Harsha Walia is the Manager of Research and Policy at BWSS.

She has organized in feminist, anti-racist, migrant justice, anti-capitalist, abolitionist, and anti-colonial movements for the past two decades, including through movements such as No One Is Illegal, Defenders of the Land, and February 14 Women’s Memorial March. Harsha is the award-winning author of Undoing Border Imperialism (2013, AK Press) and Border and Rule: Global Migration, Capitalism, and the Rise of Racist nationalism (2021, Haymarket Books). She is also the co-author of the participatory and community-engaged work of Never Home: Legislating Discrimination in Canadian Immigration as well as Red Women Rising: Indigenous Women in Vancouver Downtown Eastside. Trained in the law, Harsha has made numerous presentations locally, provincial, federally and internationally on justice issues. She is the former Project Coordinator of the Downtown Eastside Women’s Centre and past Executive Director of the BCCLA.

Kirstin Scansen-Isbister

Kirstin Scansen-Isbister

(236) 558-8150

Kirstin is a Research and Policy Analyst for BWSS.

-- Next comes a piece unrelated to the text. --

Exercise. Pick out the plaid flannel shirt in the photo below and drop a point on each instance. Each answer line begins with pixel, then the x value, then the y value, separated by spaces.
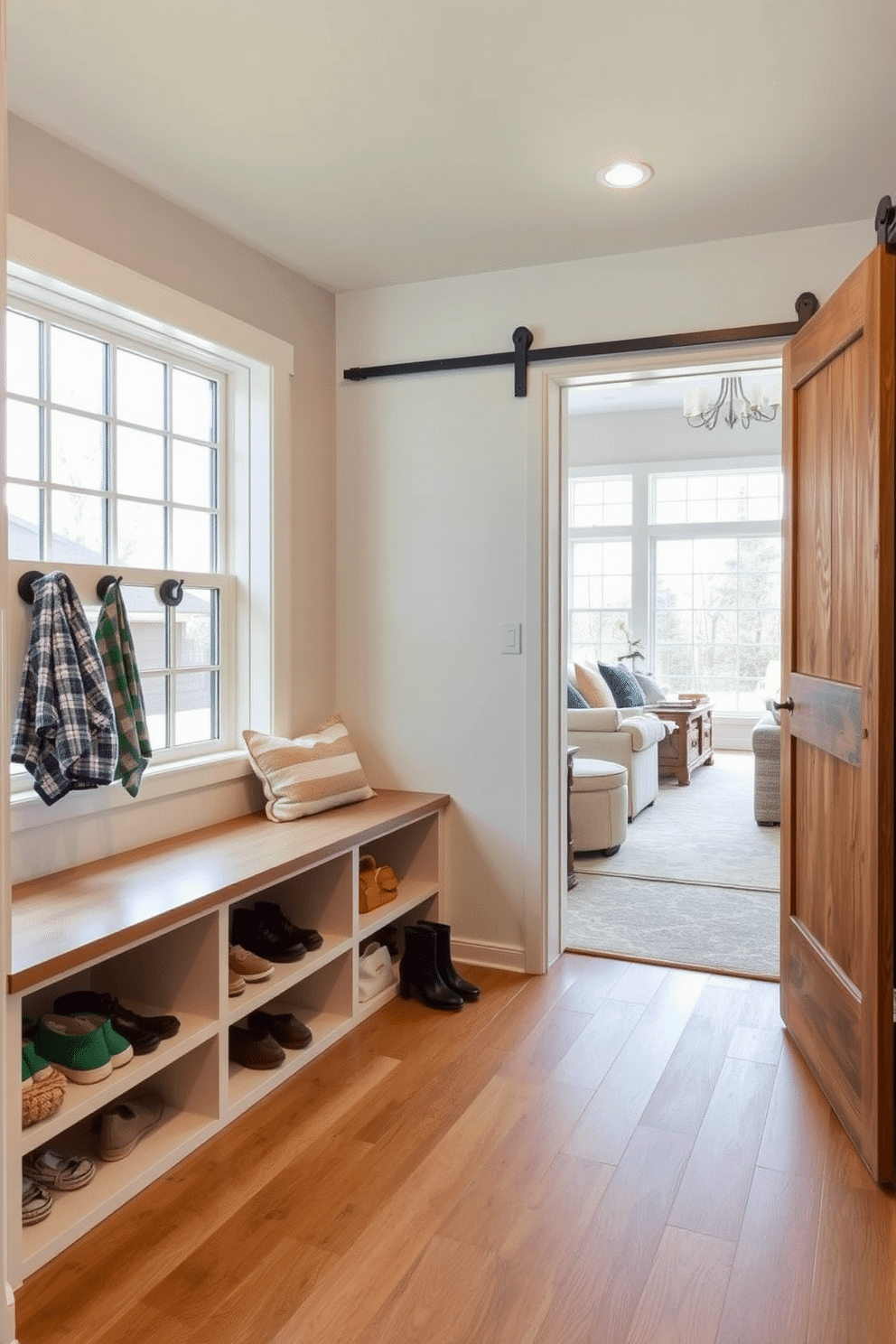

Kirstin is a Woods Cree woman and a member of the Lac La Ronge Indian Band in northern Saskatchewan. She has a Bachelor of Arts in Sociology and Political Science from the University of British Columbia and a Master of Arts in Indigenous Governance from the University of Victoria. Kirstin is passionate about serving Indigenous women, families and communities and has spent her career thus far in program development and coordination roles, health and environmental policy research and youth and student support services. Kirstin is committed to learning traditional Cree skills and land-based knowledges, and enjoys fishing, berry, mushroom and medicine picking with her family in northern Saskatchewan, as well as hiking, cycling and snowshoeing.

Melody Wise

Melody Wise

(604) 616-7528

Melody is a Research and Policy Analyst for BWSS.

She brings multiple years of experience working as a Research Assistant on the Indigenous Women in Renewable Energy Project, and is knowledgeable in conducting and analyzing community-based research from a critical, decolonial, feminist perspective, including methods for collecting and analyzing research material, qualitative interviewing, and analysis and research ethics. Previously, she has worked at the international feminist knowledge network Gender at Work, as well as the Downtown Eastside Women’s Centre.

Currently, Melody sits on the Board of Directors for 世代同行會 Yarrow Intergenerational Society for Justice in Vancouver’s Chinatown.